I cannoni ripresero a tuonare e la nave trmò da prua a poppa. Morgan ed Henry mantennero a stento l'equilibrio appoggiandosi allo scrittoio, ma quando le bordate colpirono anche la poppa, mancando di poco i due ragazzi, Morgan perse l'appiglio e cadde a terra. Il rollio della nave le impedì poi di rimettersi in piedi e la fece rotolare fino alla grossa falla nella parete della cabina.

Prima di cadere nel vuoto, riuscì a sentire il debole richiamo di Henry, poi, più presto di quanto immaginasse, si ritrovò sommersa dal mare, con le narici piene d'acqua e irritate dal sale. Nonostante l'intralcio della camicia da notte, Morgan fu in grado di tornare in superficie con poche bracciate.

Le due nave la sovrastavano con prepotenza e davano l'impressione che si sarebbero scontrate l'una contro l'altra, schiacciandola tra i loro ventri.

Guardandosi intorno in cerca di un appiglio per tornare a bordo, Morgan notò una scaletta a pioli sul fianco della Perla, che portava direttamente a bordo attraverso una falla quasi delle dimensioni di quella da cui era caduta. Senza pensare a cosa avrebbe fatto dopo, i arrampicò lungo il fianco fino alla falla e ricadde sul ponte che faceva da magazzino per le cibarie e da armeria.

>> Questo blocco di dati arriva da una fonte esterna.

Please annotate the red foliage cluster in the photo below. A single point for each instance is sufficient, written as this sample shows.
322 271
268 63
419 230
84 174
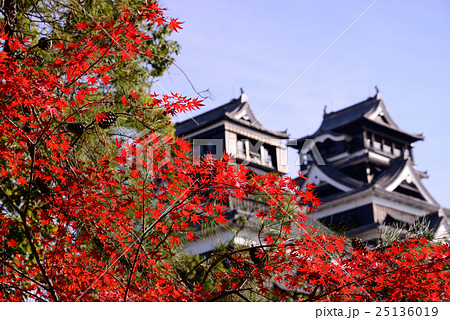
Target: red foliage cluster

Subito individuò la scala che portava alle prigioni, ma la scoprì bloccata da numerosi pezzi di legno e altri detriti. Non poteva fare altro che risalire in coperta.

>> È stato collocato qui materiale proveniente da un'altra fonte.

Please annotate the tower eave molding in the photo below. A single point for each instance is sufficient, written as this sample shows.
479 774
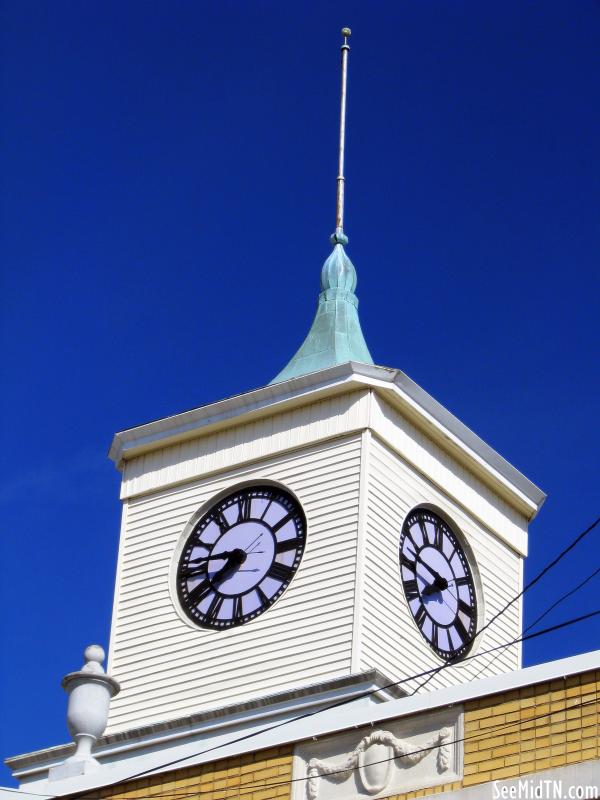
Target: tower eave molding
396 388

Scampato alla seconda scarica di cannonate per miracolo, dovette lavorare alcuni minuti per liberarsi dall'intriglio di casse e sacchi in cui era caduto. Si rialzò poi velocemente e vide che l'accesso alle celle era completamente ostruito. Le uniche vie d'uscita erano una grossa falla sul fianco della nave rivolto verso la Majesty – che avrebbe significato tornare nelle grinfie di Charles – e la scala che portava in coperta, dove il trambusto della battaglia gli avrebbe dato più possibilità di fuggire. Fino a quel momento tutto era girato a suo vantaggio. Sperò che questo colpo di fortuna durasse ancora un po' e, per dargli un aiutino, prese in prestito una pistola e una spada prima di salire.

Trovò il ponte in cui dormivano i marinai riempito solo del frastuono prodotto dallo scontro che stava avendo luogo in coperta. I cannoni sembravano aver cessato la loro attività. Al loro posto si sentivano gli schioppi degli archibugi e il clangore delle lame che si scontravano l'una contro l'altra.

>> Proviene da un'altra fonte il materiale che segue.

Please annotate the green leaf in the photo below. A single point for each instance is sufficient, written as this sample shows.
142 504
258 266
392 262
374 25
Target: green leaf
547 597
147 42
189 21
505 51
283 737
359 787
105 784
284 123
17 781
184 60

La grata che chiudeva l'accesso ai ponti sottocoperta era spalancata, segno che qualcuno doveva essere passato da lì poco prima di lui. Non avendo incrociato nessuno, intuì che quel qualcuno era uscito anch'egli sul ponte.

Affiorò con la testa per valutare la situazione. I corpi a terra erano numerosi, soprattutto quelli con le giubbe rosse e blu della marina. Gli scontri stavano avendo luogo lungo tutto il ponte e perfino sulle paratie e sulle scale che portavano al ponte di comando, dove Charles e Barbossa stavano dando spettacolo. Nessuno, però, parve badare a lui, il che lo spinse ad uscire dal suo nascondiglio. La strada fino al parapetto non era tanta, pochi metri e sarebbe stato veramente libero.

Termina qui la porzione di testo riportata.